I go on to the assertion of the right hon. Member for South Down that the Government of the Republic of Ireland and the IRA have a common aim. I believe that few statements could be further from the truth, for the Government of the Republic see clearly that their democracy is as much at risk from the operation of the terrorists now operating in Northern Ireland as is democracy in Northern Ireland itself. Divisions between the Republic and this Government could only help, not hinder, terrorist activity in Ireland. I have no intention of following the right hon. Member for South Down in his perverse interpretation of recent Anglo-Irish relations, save only to say that his interpretation certainly does not accord with mine.

The right hon. and learned Member for Warley, West (Mr. Archer) should cast his mind back to 1957 to the plea that Aneurin Bevan made to the Labour party conference about not being sent naked into the conference chamber by being deprived of the nuclear deterrent. If ever, alas, the right hon. and learned Gentleman and his colleagues became responsible for security in Northern Ireland, they would find that within a week they would need these powers in order to conduct the battle against terrorism. They will be not in a conference chamber but in a real conflict in which liberal democracy is under attack from vicious terrorism in which the lives of innocent people are at stake.

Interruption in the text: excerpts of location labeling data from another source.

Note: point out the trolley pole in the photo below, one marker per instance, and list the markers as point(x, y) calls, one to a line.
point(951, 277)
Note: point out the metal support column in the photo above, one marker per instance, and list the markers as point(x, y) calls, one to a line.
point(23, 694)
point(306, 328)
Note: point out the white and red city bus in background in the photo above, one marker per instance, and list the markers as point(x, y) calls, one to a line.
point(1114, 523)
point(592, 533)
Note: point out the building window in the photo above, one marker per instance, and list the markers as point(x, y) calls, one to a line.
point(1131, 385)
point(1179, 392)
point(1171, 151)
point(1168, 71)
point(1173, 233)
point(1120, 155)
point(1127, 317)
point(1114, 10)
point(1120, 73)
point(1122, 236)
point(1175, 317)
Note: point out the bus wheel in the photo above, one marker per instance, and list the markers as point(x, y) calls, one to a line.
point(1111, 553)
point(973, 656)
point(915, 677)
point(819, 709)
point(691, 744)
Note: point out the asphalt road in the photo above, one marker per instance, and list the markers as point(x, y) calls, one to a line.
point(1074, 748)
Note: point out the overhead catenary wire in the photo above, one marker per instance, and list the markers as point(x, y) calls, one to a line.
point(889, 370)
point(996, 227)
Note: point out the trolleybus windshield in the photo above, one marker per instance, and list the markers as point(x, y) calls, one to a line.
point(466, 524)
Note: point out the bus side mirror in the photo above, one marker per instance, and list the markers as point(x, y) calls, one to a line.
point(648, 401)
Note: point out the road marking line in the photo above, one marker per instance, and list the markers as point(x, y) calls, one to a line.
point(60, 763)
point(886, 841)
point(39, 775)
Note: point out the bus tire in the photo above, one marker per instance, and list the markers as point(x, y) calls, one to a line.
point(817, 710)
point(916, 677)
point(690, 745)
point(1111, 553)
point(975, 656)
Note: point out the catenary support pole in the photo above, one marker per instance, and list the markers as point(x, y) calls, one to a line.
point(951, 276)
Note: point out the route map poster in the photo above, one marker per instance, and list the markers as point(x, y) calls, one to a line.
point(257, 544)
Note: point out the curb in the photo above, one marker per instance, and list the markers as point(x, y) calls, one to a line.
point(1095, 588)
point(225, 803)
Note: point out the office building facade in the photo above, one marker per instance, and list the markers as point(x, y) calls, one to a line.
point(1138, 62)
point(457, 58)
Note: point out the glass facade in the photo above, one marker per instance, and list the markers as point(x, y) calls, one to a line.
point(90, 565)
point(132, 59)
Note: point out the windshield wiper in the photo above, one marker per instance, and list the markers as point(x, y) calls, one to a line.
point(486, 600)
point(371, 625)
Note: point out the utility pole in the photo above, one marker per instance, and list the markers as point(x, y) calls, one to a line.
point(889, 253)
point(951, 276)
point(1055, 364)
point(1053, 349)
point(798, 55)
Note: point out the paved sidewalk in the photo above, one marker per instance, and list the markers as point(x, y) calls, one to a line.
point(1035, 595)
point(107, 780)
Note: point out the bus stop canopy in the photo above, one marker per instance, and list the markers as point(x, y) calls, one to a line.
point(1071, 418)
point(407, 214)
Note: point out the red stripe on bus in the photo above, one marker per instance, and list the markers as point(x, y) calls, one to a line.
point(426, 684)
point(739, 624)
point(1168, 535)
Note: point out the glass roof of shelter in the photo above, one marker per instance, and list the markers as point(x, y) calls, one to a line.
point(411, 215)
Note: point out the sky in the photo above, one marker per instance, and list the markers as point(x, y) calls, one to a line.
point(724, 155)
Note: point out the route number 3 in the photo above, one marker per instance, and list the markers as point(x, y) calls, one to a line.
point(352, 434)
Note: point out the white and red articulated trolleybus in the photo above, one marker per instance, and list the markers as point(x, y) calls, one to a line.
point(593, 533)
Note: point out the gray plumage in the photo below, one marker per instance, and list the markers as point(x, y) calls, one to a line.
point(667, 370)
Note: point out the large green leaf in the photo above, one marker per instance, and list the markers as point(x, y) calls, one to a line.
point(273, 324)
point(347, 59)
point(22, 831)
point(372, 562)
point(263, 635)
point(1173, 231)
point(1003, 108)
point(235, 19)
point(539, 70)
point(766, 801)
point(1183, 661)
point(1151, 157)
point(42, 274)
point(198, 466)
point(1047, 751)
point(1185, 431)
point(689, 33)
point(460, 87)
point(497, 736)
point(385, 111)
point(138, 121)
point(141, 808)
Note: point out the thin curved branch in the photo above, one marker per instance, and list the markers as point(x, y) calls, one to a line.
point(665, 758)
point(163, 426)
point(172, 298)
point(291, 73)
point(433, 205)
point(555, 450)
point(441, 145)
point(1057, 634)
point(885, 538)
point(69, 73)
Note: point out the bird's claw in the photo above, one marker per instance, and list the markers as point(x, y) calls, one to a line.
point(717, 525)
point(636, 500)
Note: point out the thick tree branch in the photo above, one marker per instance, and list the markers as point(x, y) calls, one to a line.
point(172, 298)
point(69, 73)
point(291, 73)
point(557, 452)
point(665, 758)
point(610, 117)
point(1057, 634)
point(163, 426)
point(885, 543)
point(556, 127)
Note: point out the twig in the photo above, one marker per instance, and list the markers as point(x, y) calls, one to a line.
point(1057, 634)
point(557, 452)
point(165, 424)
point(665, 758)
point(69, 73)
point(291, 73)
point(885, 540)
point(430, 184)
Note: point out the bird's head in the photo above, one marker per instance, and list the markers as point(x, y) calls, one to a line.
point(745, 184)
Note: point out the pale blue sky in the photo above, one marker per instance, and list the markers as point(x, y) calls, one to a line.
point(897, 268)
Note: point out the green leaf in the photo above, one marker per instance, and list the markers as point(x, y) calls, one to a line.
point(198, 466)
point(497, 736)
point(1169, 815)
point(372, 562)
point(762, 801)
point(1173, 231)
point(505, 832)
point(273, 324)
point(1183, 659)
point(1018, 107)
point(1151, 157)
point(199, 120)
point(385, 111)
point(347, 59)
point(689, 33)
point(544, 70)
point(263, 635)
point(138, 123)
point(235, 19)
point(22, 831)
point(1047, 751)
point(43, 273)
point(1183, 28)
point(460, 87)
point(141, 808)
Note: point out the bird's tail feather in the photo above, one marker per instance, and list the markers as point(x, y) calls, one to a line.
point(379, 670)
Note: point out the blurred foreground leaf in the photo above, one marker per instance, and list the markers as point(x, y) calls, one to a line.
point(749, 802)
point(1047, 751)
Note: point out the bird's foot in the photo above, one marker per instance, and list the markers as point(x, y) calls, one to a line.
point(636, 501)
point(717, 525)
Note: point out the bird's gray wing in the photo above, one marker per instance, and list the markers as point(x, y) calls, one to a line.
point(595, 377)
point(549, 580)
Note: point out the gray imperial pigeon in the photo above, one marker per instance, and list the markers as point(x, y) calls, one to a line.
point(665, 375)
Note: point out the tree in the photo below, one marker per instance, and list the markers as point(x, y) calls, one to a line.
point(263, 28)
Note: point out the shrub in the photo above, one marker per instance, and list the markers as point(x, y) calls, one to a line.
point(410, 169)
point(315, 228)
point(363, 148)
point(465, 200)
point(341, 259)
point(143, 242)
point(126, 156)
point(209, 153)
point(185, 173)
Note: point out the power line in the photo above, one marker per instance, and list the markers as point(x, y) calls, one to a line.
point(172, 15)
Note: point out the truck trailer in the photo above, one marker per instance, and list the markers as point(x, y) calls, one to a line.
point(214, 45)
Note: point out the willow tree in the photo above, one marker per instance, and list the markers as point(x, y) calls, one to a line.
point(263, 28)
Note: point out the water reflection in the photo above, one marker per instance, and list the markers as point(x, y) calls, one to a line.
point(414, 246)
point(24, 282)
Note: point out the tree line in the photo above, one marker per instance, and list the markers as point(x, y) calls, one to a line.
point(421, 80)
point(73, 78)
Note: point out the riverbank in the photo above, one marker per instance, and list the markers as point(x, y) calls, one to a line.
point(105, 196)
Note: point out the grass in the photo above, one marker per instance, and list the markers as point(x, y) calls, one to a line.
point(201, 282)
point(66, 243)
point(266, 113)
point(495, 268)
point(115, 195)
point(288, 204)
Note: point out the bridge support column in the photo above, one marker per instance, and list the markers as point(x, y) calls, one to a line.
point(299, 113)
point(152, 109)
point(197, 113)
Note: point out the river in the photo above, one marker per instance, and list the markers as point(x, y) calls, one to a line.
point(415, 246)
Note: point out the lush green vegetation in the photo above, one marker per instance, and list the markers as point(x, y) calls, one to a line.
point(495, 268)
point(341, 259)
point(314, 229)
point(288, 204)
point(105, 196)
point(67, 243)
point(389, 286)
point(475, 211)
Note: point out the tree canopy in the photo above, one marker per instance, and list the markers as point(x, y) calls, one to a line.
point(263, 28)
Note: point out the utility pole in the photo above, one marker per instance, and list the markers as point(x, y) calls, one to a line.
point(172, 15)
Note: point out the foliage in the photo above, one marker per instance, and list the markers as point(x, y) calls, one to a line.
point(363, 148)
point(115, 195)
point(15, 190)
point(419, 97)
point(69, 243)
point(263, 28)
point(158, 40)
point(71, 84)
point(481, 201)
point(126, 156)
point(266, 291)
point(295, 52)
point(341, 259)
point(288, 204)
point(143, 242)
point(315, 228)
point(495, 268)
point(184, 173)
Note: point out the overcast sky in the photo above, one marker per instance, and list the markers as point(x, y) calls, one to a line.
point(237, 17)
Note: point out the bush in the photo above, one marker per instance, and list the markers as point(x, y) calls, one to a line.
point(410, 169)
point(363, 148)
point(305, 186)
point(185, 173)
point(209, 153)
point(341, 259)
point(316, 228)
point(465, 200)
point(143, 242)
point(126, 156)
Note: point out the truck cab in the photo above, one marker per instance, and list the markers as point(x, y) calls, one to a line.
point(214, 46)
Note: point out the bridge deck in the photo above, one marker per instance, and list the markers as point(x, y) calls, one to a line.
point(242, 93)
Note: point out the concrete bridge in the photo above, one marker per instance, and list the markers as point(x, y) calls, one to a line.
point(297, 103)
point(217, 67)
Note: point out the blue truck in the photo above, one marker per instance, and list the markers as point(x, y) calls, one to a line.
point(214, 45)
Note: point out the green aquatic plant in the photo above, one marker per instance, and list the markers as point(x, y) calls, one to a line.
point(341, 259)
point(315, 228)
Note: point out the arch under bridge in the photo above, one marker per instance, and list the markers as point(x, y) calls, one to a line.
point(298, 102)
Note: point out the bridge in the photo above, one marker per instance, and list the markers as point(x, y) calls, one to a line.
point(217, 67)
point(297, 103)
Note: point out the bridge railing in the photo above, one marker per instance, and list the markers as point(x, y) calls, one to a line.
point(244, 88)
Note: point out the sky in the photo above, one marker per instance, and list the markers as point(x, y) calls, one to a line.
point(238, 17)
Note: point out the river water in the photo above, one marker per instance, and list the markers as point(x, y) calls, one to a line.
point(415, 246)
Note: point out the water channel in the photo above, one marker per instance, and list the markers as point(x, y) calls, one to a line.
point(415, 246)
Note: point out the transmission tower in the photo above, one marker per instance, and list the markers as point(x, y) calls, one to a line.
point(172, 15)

The success that we have had in Great Britain was unequivocally stated by the Home Secretary to be due to the powers of the Prevention of Terrorism (Temporary Provisions) Act 1984. The Northern Ireland (Emergency Provisions) Act is relevant not to Great Britain but only to Northern Ireland. Those powers are essential, as I can assure the right hon. and learned Gentleman, as a founder member of the British Institute of Human Rights. I have become convinced of the necessity of those powers in the job that we seek to do in Northern Ireland.

A vote against those powers now will be a blow at those in the security forces who need those powers to do their job. As I have said, if ever the right hon. and learned Gentleman became responsible for these matters, he would quickly find out that he, too, needed them.

In conclusion, I repeat that the primary objective of the Government's policy in Northern Ireland remains the eradication of terrorism. The Government do not accept that there is a halfway house. The emergency provisions Act plays a major part in enabling the security forces and the courts to deal effectively with that terrorism.

The House will have an opportunity in due course to deal in detail with the changes which may be made in that Act when the Government introduce a Bill incorporating the revisions which have been outlined. Meanwhile, I have no doubt that we need these provisions, and I commend the order to the House.